Fred Jones Jr. Museum of Art - Overview

Overview

The University of Oklahoma’s Fred Jones Jr. Museum of Art is one of the finest university art museums in the United States. Strengths of the nearly 16,000-object permanent collection (including the approx. 3,300-object Adkins Collection and the more than 4,000-object James T. Bialac Native American Art Collection) are French Impressionism, 20th century American painting and sculpture, traditional and contemporary Native American art, art of the Southwest, ceramics, photography, contemporary art, Asian art and graphics from the 16th century to the present.

The museum has become well known in art circles for its fine art collections, including paintings, sculptures, works on paper, and photographs.

The main collections are:

  • The Weitzenhoffer Collection, a collection of paintings by various Impressionists, including Edgar Degas, Claude Monet, Mary Cassatt, Vincent van Gogh, Camille Pissarro, and Pierre-Auguste Renoir.
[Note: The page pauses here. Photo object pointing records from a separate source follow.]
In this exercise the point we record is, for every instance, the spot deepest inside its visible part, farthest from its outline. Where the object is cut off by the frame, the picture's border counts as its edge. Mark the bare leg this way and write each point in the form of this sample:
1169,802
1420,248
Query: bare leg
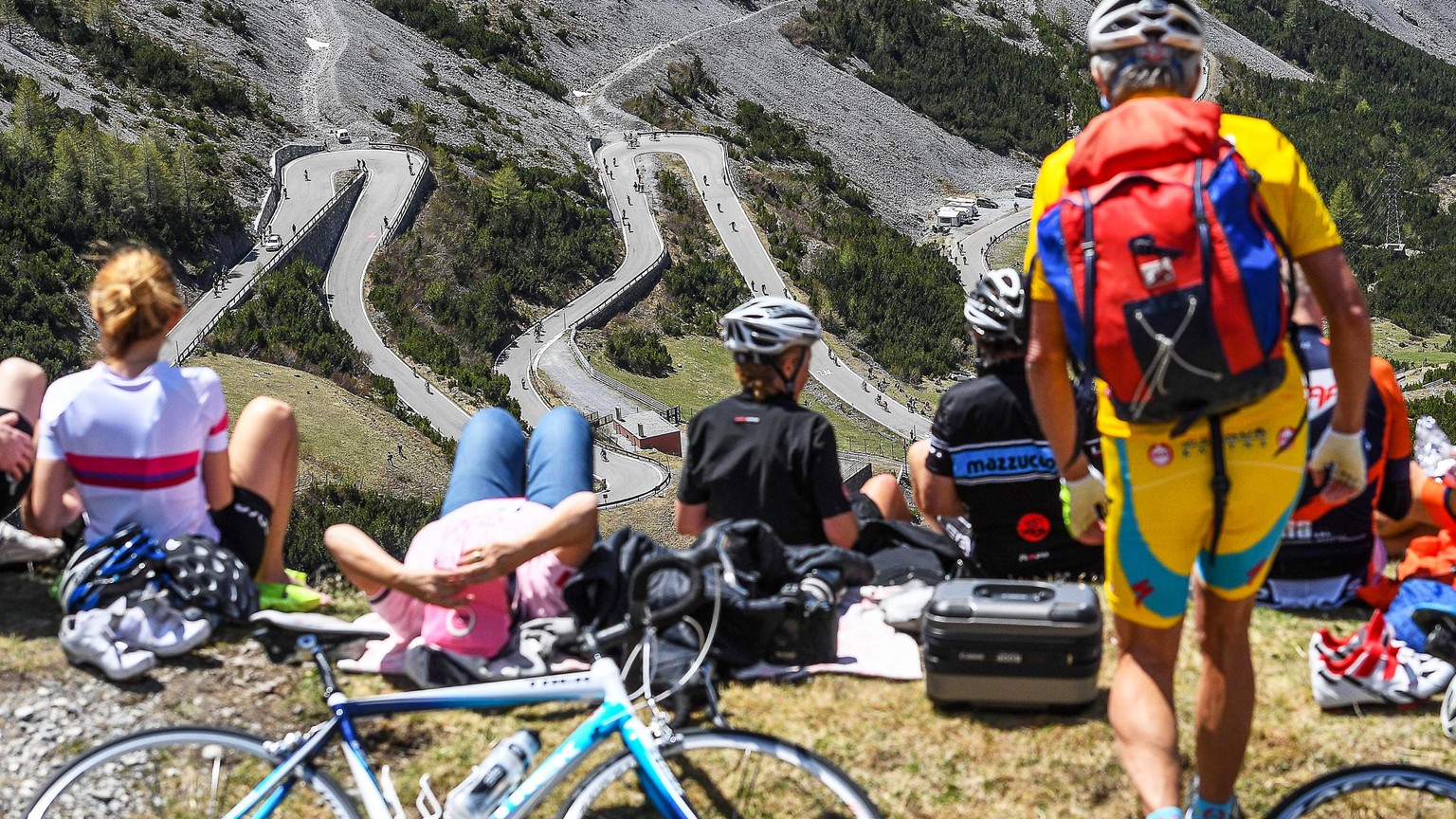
1140,708
361,561
1225,705
887,496
264,456
22,385
920,480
Valued at over $50 million, it is considered the most important collection of Impressionist art ever donated to a university.
  • The Fleischaker Collection, a large collection of more than 350 pieces of Native American and southwestern paintings, sculpture and ceramics, including some of the most famous works by Russian Taos painters Leon Gaspard and Nicolai Fechin.
  • The McGhee Collection, which features dozens of Eastern Orthodox icons dating back to the 15th century.
  • The Thams Collection, containing 32 paintings by members of the Taos Society of Artists. Together with the Taos paintings in the Fleischaker Collection, this gift give OU one of the world's leading collections of Taos art.
  • The State Department Collection was purchased by the museum in 1948 from the controversial Advancing American Art collection. Hailed as a "cultural Marshall Plan," this traveling exhibit was created by the Department's Office of International Information and Cultural Affairs to demonstrate to the world America's cultural diversity and cosmopolitanism in the mid 20th century. Critics accused the exhibition of portraying an unflattering image of American life and found leftist sentiment in many of the paintings. The exhibition was dismantled by congress in 1947, after only two years, and sold to various institutions. Highlights of the collection include works by Georgia O'Keeffe and Edward Hopper.
  • The Eugene B. Adkins Collection - The Adkins Foundation Board announced in 2007 that the Fred Jones Jr. Museum of Art and the Philbrook Museum of Art in Tulsa had been jointly selected to receive the Eugene B. Adkins Collection. The joint partnership by OU and the Philbrook was among many proposals submitted by leading museums across the country. The Adkins Collection, which is valued at approximately $50 million, features approximately 3,300 objects, including more that 400 paintings by American artists. The collection also includes impressive examples of Native American paintings, pottery and jewelry.
  • The James T. Bialac Native American Art Collection, a multimillion-dollar collection of more than 4,000 works representing indigenous cultures across North America, especially the Pueblos of the Southwest, the Navajo, the Hopi, many of the tribes of the Northern and Southern Plains and the Southeastern tribes. Bialac gave his private collection to the University of Oklahoma in 2010. Included in the collection are approximately 2,600 paintings and works on paper, over 1,000 kachinas and approximately 400 works of varying media, including ceramics and jewelry, representing many major Native artist such as Fred Kabotie, Awa Tsireh, Fritz Scholder, Joe Herrera, Allan Houser, Jerome Tiger, Tonita Pena, Helen Hardin, Pablita Velarde, George Morrison, Richard “Dick” West, Patrick DesJarlait and Pop Chalee.

Special exhibitions are held every few months to showcase works in the museum's permanent collection, traveling exhibitions and more.